Roman emperor (211-217); son of Septimius Severus. It is said that as a boy of seven he had a Jewish playfellow, and having heard that the latter had been cruelly whipped on account of his religion, he could not for a long time endure the sight either of his own father or of the boy's father, both of whom were responsible for the punishment (Spartianus, "Antoninus Caracalla," i.). The anecdote may be credited, since his mother, Julia Domna, was a Syrian. While still a prince, though already invested with the title "Augustus," his father permitted him to have a triumphal procession on the occasion when the Senate decreed Septimius Severus a Jewish triumph in honor of his successful wars in Syria (Spartianus, "Severus," xvi.); for the words "Cui senatus Judaicum triumphum decreverat" do not refer to Caracalla, as has been erroneously assumed (Grätz, "Gesch. der Juden," 4th ed., iv. 208), but to Septimius Severus, who as a mere amusement allowed even his youthful son to take part in the triumph.

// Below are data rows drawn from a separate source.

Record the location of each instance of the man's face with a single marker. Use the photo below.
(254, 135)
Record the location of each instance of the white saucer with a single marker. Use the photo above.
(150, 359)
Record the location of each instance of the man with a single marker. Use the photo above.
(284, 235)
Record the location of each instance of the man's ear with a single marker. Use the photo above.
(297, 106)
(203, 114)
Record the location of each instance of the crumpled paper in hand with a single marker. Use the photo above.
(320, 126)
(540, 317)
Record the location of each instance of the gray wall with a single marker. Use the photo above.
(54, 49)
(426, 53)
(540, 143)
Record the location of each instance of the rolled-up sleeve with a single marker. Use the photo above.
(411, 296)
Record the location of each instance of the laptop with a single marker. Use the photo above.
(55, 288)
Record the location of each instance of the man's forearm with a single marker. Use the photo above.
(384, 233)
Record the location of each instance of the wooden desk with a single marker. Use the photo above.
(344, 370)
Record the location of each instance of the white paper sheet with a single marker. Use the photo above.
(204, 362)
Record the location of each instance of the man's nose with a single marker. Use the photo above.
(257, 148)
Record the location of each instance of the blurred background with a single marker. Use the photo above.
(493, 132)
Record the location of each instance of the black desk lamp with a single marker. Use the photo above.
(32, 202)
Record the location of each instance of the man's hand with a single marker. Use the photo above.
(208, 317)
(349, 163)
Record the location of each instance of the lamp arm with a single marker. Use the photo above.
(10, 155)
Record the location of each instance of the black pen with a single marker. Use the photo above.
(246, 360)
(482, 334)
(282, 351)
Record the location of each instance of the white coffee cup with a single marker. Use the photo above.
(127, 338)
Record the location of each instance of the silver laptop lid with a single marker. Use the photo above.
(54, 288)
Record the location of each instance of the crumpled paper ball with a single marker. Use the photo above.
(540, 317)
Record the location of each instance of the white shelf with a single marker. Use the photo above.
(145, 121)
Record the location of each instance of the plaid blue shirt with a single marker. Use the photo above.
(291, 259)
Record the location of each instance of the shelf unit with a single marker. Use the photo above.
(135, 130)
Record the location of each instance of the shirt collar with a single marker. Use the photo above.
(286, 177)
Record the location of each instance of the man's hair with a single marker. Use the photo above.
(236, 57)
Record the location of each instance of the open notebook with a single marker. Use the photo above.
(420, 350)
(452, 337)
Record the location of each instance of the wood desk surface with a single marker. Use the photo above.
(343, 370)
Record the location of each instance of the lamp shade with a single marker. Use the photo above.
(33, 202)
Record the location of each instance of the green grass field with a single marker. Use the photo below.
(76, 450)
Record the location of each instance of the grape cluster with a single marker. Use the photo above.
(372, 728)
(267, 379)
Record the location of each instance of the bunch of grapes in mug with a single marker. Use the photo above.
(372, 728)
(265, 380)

As Augustus, Caracalla, whose real name was Bassianus, assumed the name Antoninus (beginning 198), an official designation under which he is mentioned several times together with his father. A synagogal inscription found in the otherwise little-known place Ḳaisun contains a prayer of the Jews for the welfare of the whole imperial family, naming Septimius Severus, the empress Julia Domna, and their two sons, Antoninus and Geta ("Journal Asiatique," Dec., 1864; "Monatsschrift," 1865, p. 154). Hence Jerome's words in his commentary on Dan. xi. 34: "Hebræorum quidam hæc de Severo et Antonino principibus intelligunt qui Judæos plurimum dilexerunt" (Many of the Jews take this to refer to the emperors Severus and Antoninus, who greatly loved the Jews), are to beinterpreted literally, and do not, as Grätz assumes (ib. iv. 452), refer only to one name, Alexander Severus. This contemporaneous rule of father and son becomes evident also in the laws of the Digesta ("De Decurialibus," Leges 50, II. iii. § 3). Those who followed the Jewish superstition were permitted by the emperors Severus (in some editions erroneously "Verus") and Antoninus to obtain offices ("honores"). This decree must be dated between 198 and 208, since Geta, who became Augustus in 208, is not mentioned therein. In any case there are several witnesses to Caracalla's friendliness toward the Jews, while nothing is known of any inimical measures during his short reign. Hence those scholars may be right who identify with Caracalla the Antoninus who is often mentioned in both the Talmuds as a friend and patron of the patriarch Judah I.
It is known that Caracalla undertook an expedition against the Parthians, during which he passed through Antioch and Syria (217); he may at that time have met R. Judah. On this expedition he was murdered by the subsequent emperor, Macrinus, who is also mentioned in Jewish writings. After his death the nickname "Caracalla" was given to him from a long Gallic garment which he had preferred. Some scholars think that this garment is mentioned also by the Rabbis (Krauss, "Lehnwörter," ii. 592).